We learned to look at our lives in a new way – to be thankful we were still together. And we learned to look at the time we have on this Earth, together as a family, as something more precious then diamonds or gold.
We learned that money isn’t everything – not even close. In reality, time is the real currency – the one thing you cannot buy, barter or steal.
What Travel Means to Me
A vacation to Cancun isn’t necessarily “travel,” but for me, it represents something else. It represents seven full days with my children where we did nothing but spend time together. It’s a camera roll of hilarious pictures we took that we can look back on and laugh at.
It represents a week’s worth of shared memories we’ll always have – places we’ve been and things we’ve seen that no one else got to experience. It represents a bubble of time where nothing else in this world existed but us – not work, not Facebook, and not the nightly news, the dishes, or the laundry.
Money be damned. I’m not waiting until I’m old to experience these moments because, by then, it will be too late. My children are young now. We have our health now. And with our frugal lifestyle and the right tools, affordable travel and vacation options abound.
One day, I know I’ll look back and wonder if I made the most of the time I had on this Earth.
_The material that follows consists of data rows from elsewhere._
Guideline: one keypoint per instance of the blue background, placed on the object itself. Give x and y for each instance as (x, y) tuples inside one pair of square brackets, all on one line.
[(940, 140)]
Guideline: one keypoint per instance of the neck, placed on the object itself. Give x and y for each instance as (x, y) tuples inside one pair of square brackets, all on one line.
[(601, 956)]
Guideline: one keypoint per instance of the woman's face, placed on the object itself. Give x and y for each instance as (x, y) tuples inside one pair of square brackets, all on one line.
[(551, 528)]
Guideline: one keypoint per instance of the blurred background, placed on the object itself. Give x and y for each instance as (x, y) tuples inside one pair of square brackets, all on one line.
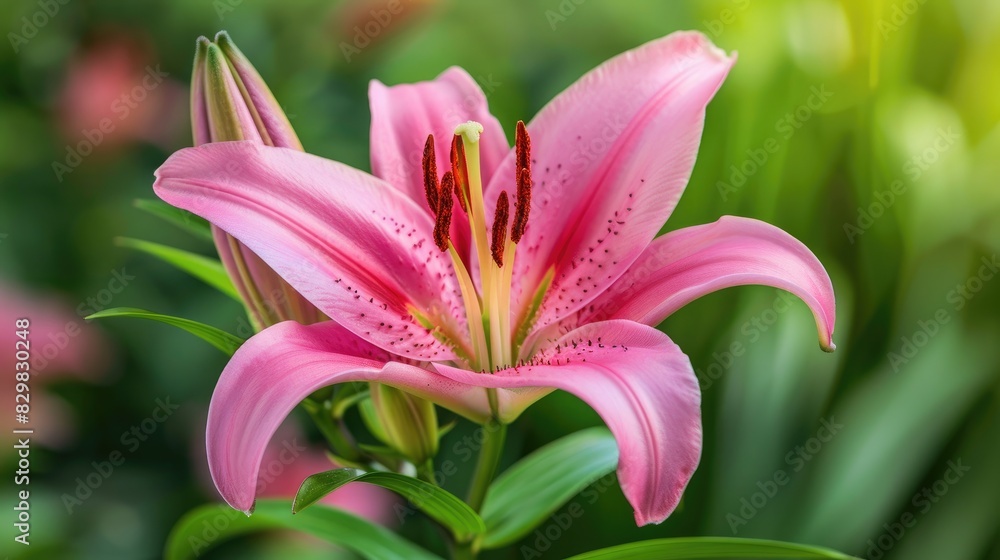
[(868, 130)]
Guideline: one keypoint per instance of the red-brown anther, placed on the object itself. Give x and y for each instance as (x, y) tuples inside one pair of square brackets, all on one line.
[(522, 206), (500, 228), (460, 170), (442, 227), (522, 147), (429, 163)]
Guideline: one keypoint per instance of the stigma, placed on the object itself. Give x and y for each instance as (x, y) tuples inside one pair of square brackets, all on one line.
[(487, 306)]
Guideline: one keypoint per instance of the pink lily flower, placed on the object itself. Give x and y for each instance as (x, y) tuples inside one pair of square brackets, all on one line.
[(230, 101), (447, 290)]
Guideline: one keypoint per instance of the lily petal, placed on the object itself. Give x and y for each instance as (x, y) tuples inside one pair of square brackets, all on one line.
[(358, 250), (256, 392), (686, 264), (612, 155), (643, 387), (403, 116)]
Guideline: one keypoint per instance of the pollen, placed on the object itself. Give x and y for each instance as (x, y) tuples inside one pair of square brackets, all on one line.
[(522, 206), (442, 227), (429, 164), (500, 220), (460, 169)]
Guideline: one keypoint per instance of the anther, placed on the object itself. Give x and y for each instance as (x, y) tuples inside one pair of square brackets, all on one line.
[(500, 228), (522, 206), (442, 227), (431, 188), (460, 170)]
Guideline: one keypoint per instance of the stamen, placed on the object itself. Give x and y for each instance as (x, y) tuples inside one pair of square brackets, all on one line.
[(431, 188), (522, 147), (460, 170), (442, 227), (500, 228), (522, 206)]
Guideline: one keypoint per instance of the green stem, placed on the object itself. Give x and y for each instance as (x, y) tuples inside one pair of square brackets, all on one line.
[(425, 472), (463, 552), (494, 434)]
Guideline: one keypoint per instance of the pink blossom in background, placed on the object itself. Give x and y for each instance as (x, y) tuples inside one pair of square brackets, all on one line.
[(118, 83), (62, 346)]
And when I do, I want the answer to be a resounding yes. I want to know for a fact that I gave my children more than a roof over their heads and plenty to eat – I want to know I gave them a piece of myself.
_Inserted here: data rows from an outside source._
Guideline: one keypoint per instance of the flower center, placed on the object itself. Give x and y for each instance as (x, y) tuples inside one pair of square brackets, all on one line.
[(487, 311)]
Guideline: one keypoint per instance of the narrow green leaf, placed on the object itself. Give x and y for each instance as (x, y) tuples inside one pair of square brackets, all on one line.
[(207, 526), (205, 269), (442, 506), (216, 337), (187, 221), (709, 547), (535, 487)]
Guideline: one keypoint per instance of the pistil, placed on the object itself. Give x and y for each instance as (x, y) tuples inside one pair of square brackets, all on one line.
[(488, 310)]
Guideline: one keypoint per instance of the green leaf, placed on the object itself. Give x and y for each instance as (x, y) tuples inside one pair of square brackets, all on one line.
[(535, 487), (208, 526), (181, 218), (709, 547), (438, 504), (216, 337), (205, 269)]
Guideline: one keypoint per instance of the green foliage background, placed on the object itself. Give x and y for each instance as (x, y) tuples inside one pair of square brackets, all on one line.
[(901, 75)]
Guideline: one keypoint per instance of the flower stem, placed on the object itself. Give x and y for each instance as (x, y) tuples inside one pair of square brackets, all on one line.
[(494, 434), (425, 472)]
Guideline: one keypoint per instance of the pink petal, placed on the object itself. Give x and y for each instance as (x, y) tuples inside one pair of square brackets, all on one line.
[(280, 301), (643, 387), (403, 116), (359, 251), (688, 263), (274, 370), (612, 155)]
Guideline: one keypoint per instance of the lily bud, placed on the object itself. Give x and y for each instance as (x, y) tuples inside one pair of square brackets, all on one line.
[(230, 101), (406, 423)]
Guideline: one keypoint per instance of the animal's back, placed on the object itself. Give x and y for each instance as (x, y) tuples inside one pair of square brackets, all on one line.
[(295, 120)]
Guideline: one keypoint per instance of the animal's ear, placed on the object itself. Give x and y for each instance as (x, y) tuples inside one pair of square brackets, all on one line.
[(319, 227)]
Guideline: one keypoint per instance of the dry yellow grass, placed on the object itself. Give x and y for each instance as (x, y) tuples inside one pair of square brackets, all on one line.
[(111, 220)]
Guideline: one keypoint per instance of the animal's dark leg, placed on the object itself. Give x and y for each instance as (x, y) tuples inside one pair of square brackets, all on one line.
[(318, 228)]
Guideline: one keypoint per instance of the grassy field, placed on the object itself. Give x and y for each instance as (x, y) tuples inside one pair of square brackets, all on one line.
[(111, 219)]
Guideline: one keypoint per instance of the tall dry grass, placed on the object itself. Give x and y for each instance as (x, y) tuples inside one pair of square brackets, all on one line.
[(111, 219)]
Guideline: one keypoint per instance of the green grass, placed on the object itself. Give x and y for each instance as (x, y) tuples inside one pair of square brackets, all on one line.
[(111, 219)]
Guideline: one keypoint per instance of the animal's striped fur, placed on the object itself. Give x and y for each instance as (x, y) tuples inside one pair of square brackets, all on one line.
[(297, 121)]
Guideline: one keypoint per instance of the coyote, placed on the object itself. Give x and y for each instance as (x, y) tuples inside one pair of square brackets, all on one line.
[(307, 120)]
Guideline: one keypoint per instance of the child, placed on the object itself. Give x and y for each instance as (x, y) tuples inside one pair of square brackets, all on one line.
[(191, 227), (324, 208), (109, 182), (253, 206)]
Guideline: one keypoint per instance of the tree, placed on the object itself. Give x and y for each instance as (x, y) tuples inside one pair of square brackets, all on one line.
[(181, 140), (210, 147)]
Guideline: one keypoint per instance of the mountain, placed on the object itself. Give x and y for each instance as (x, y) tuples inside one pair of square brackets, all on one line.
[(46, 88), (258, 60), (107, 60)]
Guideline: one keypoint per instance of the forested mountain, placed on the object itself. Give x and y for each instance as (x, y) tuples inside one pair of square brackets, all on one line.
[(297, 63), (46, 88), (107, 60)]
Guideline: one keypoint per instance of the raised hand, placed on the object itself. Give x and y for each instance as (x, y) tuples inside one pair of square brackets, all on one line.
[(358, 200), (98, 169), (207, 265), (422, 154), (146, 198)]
Our world is stressful, fast-paced, and fraught with complexity, but the moments I spend alone with my family take all of us to another place – one where living is first and making a living plays second fiddle.
That’s why I refuse to apologize for the money I spend on travel with my family – and why I won’t wait until I’m old to experience the world firsthand. I might die first, but that’s not the only reason. If I focused too much on saving money, I might look one back one day and realize I had never truly lived. That’s not good enough for me, and it’s not good enough for my children, either.
So I’ll keep buying us this precious vacation time, whatever the cost. I have never regretted a single cent, and I never will.